O Centro, mais do que um simples restaurante, é um espaço onde o público tem à sua disposição gastronomia portuguesa, com especial ênfase para aquela que tem o pão como base.
Um outro edifício a ser visitado é a recriação de uma antiga e tradicional mercearia à portuguesa. Nesta poderão ser adquiridos produtos gastronómicos da região, bem como o pão fabricado no próprio museu. A juntar a tudo isto, a paisagística da Serra da Estrela, na qual o visitante é envolvido durante toda a visita, é também determinante.

Cultura ao vivo

O Museu Nacional do Pão pretende colocar ao alcance de todos uma forma de cultura diferente. Carlos Figueiredo diz que o museu tem como fim instituir-se como "um factor de desenvolvimento sustentado da região", e dentro da sua temática própria e específica, vir a tornar-se num factor de desenvolvimento.
O museu assume-se como nacional, já que pretende abarcar um património comum a todo o País, e não apenas uma realidade local. Os mentores do projecto tentaram "conjugar a tradição e a modernidade, para renovar a consciência colectiva".
Numa era marcada pela forte globalização, projectos deste tipo potenciam o reforço da identidade e da especificidade de cada cultura.
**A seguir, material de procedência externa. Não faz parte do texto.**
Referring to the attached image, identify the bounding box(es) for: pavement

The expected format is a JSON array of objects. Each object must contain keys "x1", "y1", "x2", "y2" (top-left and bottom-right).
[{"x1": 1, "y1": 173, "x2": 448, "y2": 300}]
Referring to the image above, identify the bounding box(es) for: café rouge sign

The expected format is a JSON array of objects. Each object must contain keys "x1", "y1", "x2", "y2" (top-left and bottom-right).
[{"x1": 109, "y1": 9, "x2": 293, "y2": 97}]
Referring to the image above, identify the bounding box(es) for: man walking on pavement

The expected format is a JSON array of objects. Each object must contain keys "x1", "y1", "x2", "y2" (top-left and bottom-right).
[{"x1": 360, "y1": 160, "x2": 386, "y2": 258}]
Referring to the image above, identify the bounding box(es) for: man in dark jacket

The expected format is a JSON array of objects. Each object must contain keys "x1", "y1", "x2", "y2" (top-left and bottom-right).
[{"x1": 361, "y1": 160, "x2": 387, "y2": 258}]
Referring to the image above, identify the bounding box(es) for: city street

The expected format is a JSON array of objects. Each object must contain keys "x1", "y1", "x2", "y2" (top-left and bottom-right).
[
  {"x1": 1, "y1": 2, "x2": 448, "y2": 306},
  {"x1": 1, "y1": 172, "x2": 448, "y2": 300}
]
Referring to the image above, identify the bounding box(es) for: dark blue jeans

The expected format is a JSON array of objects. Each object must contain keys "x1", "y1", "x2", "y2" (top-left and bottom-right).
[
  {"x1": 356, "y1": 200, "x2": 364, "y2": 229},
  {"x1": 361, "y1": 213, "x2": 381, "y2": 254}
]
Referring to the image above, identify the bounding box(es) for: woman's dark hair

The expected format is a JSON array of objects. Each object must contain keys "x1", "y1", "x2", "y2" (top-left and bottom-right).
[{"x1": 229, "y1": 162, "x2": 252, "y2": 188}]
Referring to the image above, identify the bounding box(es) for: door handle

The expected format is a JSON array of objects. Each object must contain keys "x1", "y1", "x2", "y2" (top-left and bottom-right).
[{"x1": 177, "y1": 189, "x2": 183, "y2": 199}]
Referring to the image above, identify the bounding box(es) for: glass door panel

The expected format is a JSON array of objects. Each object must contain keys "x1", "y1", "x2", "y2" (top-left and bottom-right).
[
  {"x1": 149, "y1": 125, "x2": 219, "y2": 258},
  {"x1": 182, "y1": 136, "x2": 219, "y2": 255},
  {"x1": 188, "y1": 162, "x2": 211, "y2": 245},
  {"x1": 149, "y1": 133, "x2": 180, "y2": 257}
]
Mascote, comboio e rotas turísticas



O museu também tem uma mascote: o boneco de um cão da Serra da Estrela em tamanho gigante. O objectivo é fazer animação de rua e possibilitar às crianças tirarem fotografias para mais tarde recordar.
Mas as ideias não param. Uma delas é o comboio que transporta as pessoas de Seia até ao Museu. A sua utilização prende-se com o facto de os autocarros não poderem circular no acesso àquele espaço.
Outro dos projectos é a criação de rotas turísticas. Procura-se que as pessoas, mesmo que não visitem o resto da Serra da Estrela, possam conhecê-la melhor através de um passeio turístico. Ficam assim a ter a noção da agricultura característica da região, passando por uma queijaria, um moinho e uma padaria ancestral.